Low-Cost FPGA-Based On-board Computer

Abstract

This paper discusses the feasibility for the use of commercially available reconfigurable field-programmable gate arrays as the main system processor for small satellite systems and subsystems. FPGAs are in high demand as the space industry and applications are rapidly increasing and evolving. The use of FPGAs within the design of spacecraft systems reduces the design cost, as well as the turnaround time. It is anticipated that the single-board computer can be used as a configurable on-board computer with high flexibility allowing in-orbit reconfiguration (Thai in Applications for FPGAs on nanosatellites, 2014 [1]). Modern FPGAs are designed with embedded processing systems integrated inside the core allowing monotonous performance task to execute more easily with flexibility. One single printed circuit board with the computing power will handle all the challenging requirements for performance and functionality of the payload data handling.

1 Introduction

The small satellite industry has grown rapidly over the past few years with designs for a variety of applications and missions. The satellite system structure can be considered as the core structure and a varying one. The payload of the satellite will be the variable component specific to the mission at hand. The development of small satellites can be of great advantage for low earth orbit (LEO) space applications at a lower cost and less development time. The typical small satellite structure consists of several subsystems, namely the OBC as the main component of the satellite for control and data handling (CDH) [2]. Additional structures include the communication system used amid the ground station and with the OBC, making it probable to retrieve remote control as well as sending commands to the satellite. The satellite will have a power control unit (PCU) for all the power demands and the application-specific payload firmware with the actual hardware.

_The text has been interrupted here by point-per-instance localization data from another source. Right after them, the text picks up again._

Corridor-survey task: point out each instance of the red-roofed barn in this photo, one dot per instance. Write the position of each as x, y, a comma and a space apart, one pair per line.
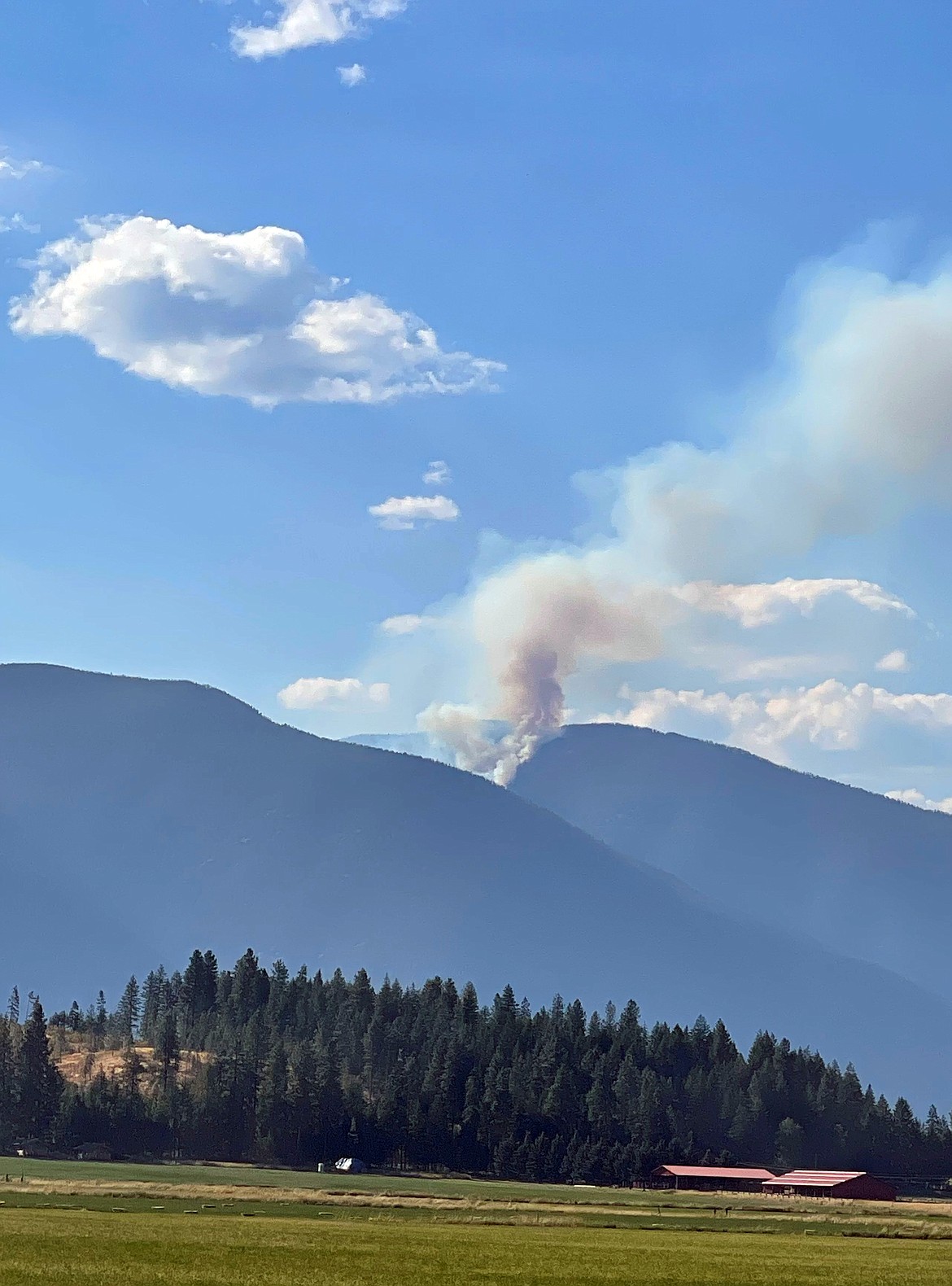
832, 1183
710, 1179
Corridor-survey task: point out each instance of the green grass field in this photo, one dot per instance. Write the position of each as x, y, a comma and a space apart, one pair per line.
188, 1226
55, 1248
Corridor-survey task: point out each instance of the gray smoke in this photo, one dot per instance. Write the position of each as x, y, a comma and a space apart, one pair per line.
851, 428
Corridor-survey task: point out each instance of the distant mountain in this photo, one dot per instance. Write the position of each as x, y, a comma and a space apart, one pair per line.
862, 873
139, 820
405, 744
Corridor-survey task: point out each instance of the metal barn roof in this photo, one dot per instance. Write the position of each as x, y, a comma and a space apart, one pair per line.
814, 1179
714, 1172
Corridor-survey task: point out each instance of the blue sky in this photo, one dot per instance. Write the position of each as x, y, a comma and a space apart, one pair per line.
625, 208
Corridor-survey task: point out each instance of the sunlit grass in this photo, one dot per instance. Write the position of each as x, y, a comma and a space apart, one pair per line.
77, 1248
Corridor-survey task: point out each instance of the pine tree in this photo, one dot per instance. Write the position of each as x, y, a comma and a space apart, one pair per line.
39, 1084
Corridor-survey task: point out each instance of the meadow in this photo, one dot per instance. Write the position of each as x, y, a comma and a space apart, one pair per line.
224, 1224
72, 1248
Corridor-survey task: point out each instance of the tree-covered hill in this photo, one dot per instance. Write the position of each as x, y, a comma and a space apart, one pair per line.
299, 1069
138, 817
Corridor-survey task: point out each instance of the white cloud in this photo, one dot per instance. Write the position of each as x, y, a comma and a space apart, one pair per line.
352, 77
830, 715
17, 224
848, 430
919, 800
239, 314
403, 512
302, 24
437, 474
406, 624
11, 168
310, 693
761, 605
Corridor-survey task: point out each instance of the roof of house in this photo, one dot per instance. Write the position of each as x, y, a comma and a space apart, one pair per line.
714, 1172
816, 1179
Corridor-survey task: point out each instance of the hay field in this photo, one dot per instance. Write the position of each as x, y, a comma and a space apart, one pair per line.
76, 1248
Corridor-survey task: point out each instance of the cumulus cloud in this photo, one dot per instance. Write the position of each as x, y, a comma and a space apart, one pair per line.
302, 24
829, 715
762, 605
919, 800
539, 621
352, 77
849, 428
311, 693
238, 314
406, 624
893, 663
437, 474
403, 512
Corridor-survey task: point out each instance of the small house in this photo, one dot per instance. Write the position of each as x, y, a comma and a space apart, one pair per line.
94, 1153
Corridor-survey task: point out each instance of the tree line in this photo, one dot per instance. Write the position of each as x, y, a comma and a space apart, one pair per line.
304, 1069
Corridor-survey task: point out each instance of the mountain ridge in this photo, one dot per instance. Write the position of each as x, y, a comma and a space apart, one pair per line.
166, 814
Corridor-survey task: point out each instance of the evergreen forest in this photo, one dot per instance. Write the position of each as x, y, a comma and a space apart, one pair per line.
259, 1065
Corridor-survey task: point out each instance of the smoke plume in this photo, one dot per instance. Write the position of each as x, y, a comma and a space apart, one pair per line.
849, 428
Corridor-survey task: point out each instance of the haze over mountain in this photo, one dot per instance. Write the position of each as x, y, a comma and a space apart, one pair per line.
142, 818
865, 875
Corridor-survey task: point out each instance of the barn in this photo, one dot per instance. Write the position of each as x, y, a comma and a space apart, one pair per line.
856, 1184
710, 1179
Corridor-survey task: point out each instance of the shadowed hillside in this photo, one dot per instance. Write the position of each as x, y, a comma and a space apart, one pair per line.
862, 873
162, 816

Most on-board computers that have been used in the space environment are based on the microcontroller architecture, although these MCUs provide robust and predictable performance outcomes in the harsh space environment. Factors that will affect electronics in space include single event radiation effects and charged particles, which need to be considered when choosing the main components of the SBC [3].

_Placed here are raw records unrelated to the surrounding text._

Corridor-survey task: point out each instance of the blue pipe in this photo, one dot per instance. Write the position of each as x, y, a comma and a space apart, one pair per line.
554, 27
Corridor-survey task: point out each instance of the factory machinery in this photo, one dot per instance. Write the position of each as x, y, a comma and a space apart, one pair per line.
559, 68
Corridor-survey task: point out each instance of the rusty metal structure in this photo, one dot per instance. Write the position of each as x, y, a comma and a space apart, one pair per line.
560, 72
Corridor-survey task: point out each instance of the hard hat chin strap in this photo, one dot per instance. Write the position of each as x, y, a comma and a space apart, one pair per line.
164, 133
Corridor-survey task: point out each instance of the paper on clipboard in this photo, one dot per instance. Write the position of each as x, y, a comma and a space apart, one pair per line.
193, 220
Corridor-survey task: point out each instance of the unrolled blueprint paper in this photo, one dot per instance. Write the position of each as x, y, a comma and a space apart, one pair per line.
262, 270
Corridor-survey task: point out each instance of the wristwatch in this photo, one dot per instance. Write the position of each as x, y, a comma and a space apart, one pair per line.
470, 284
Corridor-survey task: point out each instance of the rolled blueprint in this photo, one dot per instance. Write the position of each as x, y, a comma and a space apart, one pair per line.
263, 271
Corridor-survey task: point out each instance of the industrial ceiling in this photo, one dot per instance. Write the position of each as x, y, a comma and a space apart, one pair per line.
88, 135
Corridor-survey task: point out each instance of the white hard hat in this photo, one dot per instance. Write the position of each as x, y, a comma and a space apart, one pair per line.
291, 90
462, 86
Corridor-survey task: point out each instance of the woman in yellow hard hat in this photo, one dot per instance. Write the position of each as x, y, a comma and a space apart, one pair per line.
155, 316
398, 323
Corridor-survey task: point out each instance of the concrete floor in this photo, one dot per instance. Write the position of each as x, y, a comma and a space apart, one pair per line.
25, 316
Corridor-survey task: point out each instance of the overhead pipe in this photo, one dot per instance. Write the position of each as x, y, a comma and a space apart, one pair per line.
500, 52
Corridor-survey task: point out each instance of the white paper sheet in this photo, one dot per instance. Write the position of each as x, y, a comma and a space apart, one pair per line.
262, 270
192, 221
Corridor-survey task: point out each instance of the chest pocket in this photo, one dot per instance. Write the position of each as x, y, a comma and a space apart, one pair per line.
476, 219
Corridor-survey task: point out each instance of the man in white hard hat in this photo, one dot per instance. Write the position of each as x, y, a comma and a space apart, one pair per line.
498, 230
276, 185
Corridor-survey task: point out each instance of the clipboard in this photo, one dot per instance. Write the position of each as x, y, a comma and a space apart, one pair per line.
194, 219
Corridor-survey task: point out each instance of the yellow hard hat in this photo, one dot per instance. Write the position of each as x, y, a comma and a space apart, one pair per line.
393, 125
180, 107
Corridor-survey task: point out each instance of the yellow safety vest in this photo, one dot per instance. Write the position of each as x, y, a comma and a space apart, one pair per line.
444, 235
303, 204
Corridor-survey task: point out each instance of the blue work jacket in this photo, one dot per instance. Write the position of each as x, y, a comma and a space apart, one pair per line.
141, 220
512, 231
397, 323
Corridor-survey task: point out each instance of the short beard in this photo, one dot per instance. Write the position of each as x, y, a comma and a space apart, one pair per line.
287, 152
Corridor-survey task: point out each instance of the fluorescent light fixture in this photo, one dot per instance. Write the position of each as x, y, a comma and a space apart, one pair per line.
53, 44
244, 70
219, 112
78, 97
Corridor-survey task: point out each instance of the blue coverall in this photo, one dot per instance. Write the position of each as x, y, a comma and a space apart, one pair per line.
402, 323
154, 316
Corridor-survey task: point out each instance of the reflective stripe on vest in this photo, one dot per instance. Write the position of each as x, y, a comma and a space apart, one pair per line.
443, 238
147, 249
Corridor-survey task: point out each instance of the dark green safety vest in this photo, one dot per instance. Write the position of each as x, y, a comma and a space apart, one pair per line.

The overwhelming demand for performance and functionality of new on-board computers creates more complex challenges. The FPGA technology allows for comprehensive functionality of the OBC on a single PCB, with highly integrated and configurable system-on-chip approach. The whole concept is to have a fully reconfigurable system within the OBC in orbit due to the high flexibility of the FPGA technology. The digital FPGAs are used as the main processor for the OBC to compute rigorous tasks and commands that can be done in parallel [4].

The COTS FPGA platform designed in this paper is used as a reconfigurable computing processor in small satellite systems for low-cost development and high-speed computing. This paper mainly introduces the OBC board development using the Xilinx Spartan-3E device and the architecture for this platform and simulations are done for the processes to read and write into memory, as well as the communication interface through UART. The use of commercially off-the-shelf (COTS) components is to build small satellites, CubeSats, at lower costs with endless mission possibilities. The standard CubeSat is 100 mm × 100 mm × 100 mm in structure known as a 1U satellite. These satellites can be stacked for greater flexibility of applications with structures as 2U or 3U. Nanosatellites or picosatellites are extremely small in physical size and consist of lightweight structures [5].

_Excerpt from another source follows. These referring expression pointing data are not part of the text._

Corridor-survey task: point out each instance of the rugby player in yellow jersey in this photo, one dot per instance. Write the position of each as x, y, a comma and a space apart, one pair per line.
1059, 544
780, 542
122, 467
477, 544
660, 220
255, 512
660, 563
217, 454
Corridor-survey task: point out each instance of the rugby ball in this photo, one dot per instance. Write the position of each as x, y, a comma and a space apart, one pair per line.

The internal electronic hardware is based on the PC/104 form specifications. The OBC’s printed circuit board will have a PC/104 format with all the peripheral support and functionality. The OBC includes the memory subsystem while being the centre of all communication through the serial bus interface.

The remaining of the work in this article is arranged as follows, where Sect. 2 gives an overview and refers to related work done. The OBC interface layout is given in Sect. 3. The memory access and UART communication interface are explained in Sect. 3. In Sect. 4, the simulation results are demonstrated and explained. Finally, the article is concluded in Sect. 5.

2 Related Work

The FPGA-based on-board computer for a small satellite acts as the primary source for all the monitoring of various subsystems and commands to payload systems. The architecture embraces a system-wide I2C and UART bus from which numerous sensors and payloads are interfaced. A universal asynchronous receiver/transmitter, UART, interface is used between the on-board processor and payload systems which will transfer all the required data for housekeeping, payload data and further required information [6]. Figure 1 illustrates the board’s layout and interfacing.

Fig. 1

Proposed OBC interface layout

Previous implementation has been done where the satellite functions on different modes of operation and can be modelled as a finite state machine, where the modes are the states of the FSM and the state transitions are the changes in the operation modes that depend on certain health conditions and parameters as measured by the various on-board sensors.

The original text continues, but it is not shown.